When I cooked corned beef a couple of weeks ago (it was leftover from when it was on sale a year ago and really needed to be used), I cooked it in the pressure cooker. When it was done, I took it out of the liquid and set it aside to rest. Then I took some of the liquid and cooked some Brussels sprouts and carrots in it. By the time the vegetables were done, the meat had rested enough that it was much easier to cut, and the vegetables weren’t cooked to death. It worked great.
In case you didn’t catch it – be sure to let the corned beef rest for a bit before you cut it. You want to slice it across the grain and it will fall apart if you cut it immediately. After fifteen minutes or so, it should stay together pretty well so you can make nice thin slices. About a quarter of an inch or so seems to be standard for slicing corned beef to eat as a meat dish on its own. 

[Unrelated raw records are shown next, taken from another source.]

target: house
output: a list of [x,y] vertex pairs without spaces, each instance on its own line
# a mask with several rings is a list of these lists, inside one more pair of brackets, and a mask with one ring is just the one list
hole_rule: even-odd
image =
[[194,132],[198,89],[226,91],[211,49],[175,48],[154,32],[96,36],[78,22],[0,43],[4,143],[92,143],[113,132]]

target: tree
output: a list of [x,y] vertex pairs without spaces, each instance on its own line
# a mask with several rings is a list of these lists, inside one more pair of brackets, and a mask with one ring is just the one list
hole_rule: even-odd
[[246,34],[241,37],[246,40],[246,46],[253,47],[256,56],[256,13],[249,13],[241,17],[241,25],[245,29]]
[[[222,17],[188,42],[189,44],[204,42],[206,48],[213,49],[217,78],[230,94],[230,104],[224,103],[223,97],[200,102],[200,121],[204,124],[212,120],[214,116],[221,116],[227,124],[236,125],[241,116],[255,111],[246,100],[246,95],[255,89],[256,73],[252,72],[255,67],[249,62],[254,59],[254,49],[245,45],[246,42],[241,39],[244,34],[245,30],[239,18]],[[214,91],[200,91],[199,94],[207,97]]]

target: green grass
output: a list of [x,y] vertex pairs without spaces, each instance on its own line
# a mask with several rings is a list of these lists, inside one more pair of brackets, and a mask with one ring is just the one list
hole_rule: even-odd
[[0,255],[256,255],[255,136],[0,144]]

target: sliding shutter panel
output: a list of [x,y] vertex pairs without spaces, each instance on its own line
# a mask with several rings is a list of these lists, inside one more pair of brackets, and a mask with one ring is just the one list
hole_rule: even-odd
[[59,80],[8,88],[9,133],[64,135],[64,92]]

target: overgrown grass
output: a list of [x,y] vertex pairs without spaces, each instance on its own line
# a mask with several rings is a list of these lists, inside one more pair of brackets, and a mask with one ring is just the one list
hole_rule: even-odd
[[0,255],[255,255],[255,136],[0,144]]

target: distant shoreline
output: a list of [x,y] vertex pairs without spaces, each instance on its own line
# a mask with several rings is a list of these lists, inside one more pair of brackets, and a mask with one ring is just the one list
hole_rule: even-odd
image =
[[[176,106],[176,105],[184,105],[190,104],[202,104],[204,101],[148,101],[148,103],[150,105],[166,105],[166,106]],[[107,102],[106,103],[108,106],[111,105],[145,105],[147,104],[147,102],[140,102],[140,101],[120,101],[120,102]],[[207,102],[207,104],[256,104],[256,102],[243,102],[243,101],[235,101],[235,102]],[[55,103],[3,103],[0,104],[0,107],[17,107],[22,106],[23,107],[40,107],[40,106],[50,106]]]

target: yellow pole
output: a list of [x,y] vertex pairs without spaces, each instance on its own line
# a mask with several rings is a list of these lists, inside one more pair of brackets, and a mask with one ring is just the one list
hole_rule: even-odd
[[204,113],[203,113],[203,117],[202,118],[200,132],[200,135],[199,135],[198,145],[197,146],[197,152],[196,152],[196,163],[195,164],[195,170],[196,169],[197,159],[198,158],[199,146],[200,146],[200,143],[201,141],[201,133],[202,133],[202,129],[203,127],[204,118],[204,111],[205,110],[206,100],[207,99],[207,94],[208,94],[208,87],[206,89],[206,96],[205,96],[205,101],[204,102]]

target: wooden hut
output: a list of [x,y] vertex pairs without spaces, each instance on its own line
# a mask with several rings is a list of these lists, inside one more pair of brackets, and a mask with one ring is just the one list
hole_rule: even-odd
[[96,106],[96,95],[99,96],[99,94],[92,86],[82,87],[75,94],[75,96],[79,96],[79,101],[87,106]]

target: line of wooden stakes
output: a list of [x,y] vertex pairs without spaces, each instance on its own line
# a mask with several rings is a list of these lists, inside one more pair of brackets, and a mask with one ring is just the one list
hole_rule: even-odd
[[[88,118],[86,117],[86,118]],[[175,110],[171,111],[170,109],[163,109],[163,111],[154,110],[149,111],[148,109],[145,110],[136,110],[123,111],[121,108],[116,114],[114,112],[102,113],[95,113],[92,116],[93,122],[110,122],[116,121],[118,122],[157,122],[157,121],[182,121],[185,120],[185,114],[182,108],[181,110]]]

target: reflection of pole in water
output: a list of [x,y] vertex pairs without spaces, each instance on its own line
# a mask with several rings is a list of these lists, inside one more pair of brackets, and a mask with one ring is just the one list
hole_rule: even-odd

In case you’re wondering about all the different kinds of corned beef this week, here’s a quick run-down on them. I don’t remember ever hearing of corned beef rounds before, so I did a bit of research. Apparently it’s just what it sounds like. Corned beef rounds are made from the round (think round steak or round roast) and are leaner than the briskets. Corned beef briskets are made from the brisket, or the chest of the animal. The brisket comes in two cuts, the point and the flat cut. The point is sort of triangular in shape, and the grain runs in different directions, making it harder to cut across the grain. The grain of the flat is consistent. The point is fatter than the flat cut, with more marbling. In terms of popularity, the point seems to be the most popular, followed by the flat cut brisket, and then the rounds. Corned beef really shrinks when you cook it. 

Figure on about half as much cooked as you started with raw. So to get a pound of cooked corned beef, you’ll have to buy two pounds raw. To get twelve ounces cooked, you’ll need a pound and a half (24 ounces) raw.